Le escuché una vez a un reputado filósofo decir que estaba mucho más orgulloso de lo que había leído que de lo que había escrito y, salvando las distancias, a mí me pasa algo parecido. Después de miles de artículos, la inmensa mayoría en «Es Diari», algunos en «El País», y más de media docena de libros, suelo sentir cierto sofoco cuando releo alguna de esas aportaciones, por su escasa enjundia. Otras veces al revisar alguna de ellas suelo musitar uno de estos autoindulgentes psché, este no está tan mal. «Tener algo que decir y decirlo bien», es la clave, me digo rememorando un seminario sobre periodismo que impartimos Bosco Marquès, Juan Luis Hernández y el abajo firmante en el Ateneo…
Pero, a estas alturas, y entre la danza de currículums, aranceles y andanzas de cerdanes y montoros ¿tengo realmente algo que decir ¿y sabría decirlo sin repetirme después de tantos años dando la tabarra? Con rigor y humor sería otra premisa, pero no es fácil tomarse a chacota el devenir de la era Trump, aunque en verano el tono crítico suele aligerarse. Incluso los trumpistas locales parecen más calmados y me preguntan por mi pelambrera torácico-dorsal, en vez de cuándo le empezará el rigor mortis al presidente del Gobierno que es lo que esperan con llamativa ansiedad.

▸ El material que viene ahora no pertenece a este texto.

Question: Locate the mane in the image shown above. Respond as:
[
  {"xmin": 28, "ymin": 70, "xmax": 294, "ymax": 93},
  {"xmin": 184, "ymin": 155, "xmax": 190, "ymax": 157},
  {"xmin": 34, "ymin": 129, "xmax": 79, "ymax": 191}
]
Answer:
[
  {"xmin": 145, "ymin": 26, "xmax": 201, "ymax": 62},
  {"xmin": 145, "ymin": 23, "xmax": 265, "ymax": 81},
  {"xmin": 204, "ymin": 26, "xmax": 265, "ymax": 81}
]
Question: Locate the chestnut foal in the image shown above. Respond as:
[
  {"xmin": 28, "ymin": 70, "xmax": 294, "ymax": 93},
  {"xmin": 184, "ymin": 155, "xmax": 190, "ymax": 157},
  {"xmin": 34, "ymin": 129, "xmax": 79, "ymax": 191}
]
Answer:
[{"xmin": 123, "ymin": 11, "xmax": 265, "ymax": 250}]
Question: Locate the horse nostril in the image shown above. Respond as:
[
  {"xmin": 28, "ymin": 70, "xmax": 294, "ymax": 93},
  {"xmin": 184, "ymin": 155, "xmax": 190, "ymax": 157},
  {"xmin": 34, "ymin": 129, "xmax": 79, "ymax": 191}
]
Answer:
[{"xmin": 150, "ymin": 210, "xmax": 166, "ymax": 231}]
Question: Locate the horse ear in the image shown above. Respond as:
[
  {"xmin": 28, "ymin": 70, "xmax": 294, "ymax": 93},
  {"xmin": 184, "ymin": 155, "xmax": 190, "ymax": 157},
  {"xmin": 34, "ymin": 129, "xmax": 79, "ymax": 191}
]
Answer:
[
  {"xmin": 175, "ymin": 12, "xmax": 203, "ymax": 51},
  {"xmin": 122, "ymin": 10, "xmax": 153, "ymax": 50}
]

Pero convengamos en que ya he tenido la idea. Por ejemplo, me gustaría contar el periplo sentimental del escribidor desde que pulsa el «enviar» del teclado, y el artículo deja de ser tuyo, mientras avistas un mar turbulento de reacciones. El usufructuario de un tórax peludo como el mío debería tener la determinación de agarrar la Verdad por los cataplines (con mayúsculas, en boca de los patriotas que lo tienen todo clarísimo) y restregarla por la cara de los no convencidos, sin hacer caso del dictamen de Antonio Machado «¿Tu verdad?, no, la verdad; y ven conmigo a buscarla. La tuya, guárdatela». En fin, que me estoy saliendo de los parámetros del articulismo agosteño y no era mi intención.
Lo que pretendía es meterme en las tripas del opinador (no profesional, pero sí contumaz) a partir de la pulsación del «enviar» del artículo al director del periódico. Decía que entonces ya deja de ser tu artículo y no cabe esperar más que su publicación. El día de marras, lo primero que miras cuando abres «Es Diari» es si has cometido alguna errata grosera, especialmente de tipo ortográfico, una repetición indeseada, algún adjetivo de más, alguna castellanada del tipo «¿Ustedes que gritan por la mañana?», en referencia a la legendaria pregunta formulada en un hotel madrileño por la esposa de un popular político menorquín, que en realidad quería saber si «llamaban» por la mañana para despertar a la clientela…
Después viene la fase de los antaño llamados «duendes de imprenta», la búsqueda de errores atribuibles a la confección del periódico. En este capítulo es mítica la metida de pata (hablamos de la época del nacionalcatolicismo más rancio y de las linotipias más complicadas) de un operario de «Es Diari» que se equivocó en la selección de una sola letra con tan mala fortuna de coincidir el error con el día de la Purísima Concepción, con lo que el cambio de «Purísima» por un sonoro exabrupto quedó de lo más escandaloso… Cuenta la leyenda que el infortunado operario acabó con sus huesos en Comisaría…
El otro día (sábado 2 de agosto) en mi artículo «Un tipo raro» me tocó la china con el salto a la nube de todas las cursivas que, sobre todo, suelo utilizar (quizá demasiado, lo sé), para enfatizar un doble sentido, una ironía, un modismo autóctono, que también se evaporó alguno. Uno de los saltos me resultó especialmente chirriante porque la cursiva era imprescindible para resaltar la sutil ironía del escritor Mark Twain al desmentir la noticia de su propia muerte que había propalado un periódico de raigambre.
«La noticia de mi muerte es exagerada», escribió. Otros le atribuyen el calificativo de prematura, que me parece incluso más ingenioso. En ambos casos, las cursivas eran imprescindibles. Snif.
PS.-1 ¡Cuánto duele la marcha de Ignasi Mascaró! Irónico, bienhumorado, preñado siempre de alta cultura, nos relacionábamos esporádicamente vía correo electrónico y en el teclado quedaba siempre, indeleble, su taimada sonrisa.
PS.-2 La última fase del articulista es el de la posible repercusión de su escrito. A veces te reconforta algún comentario. Gracias por el tuyo, Isabel.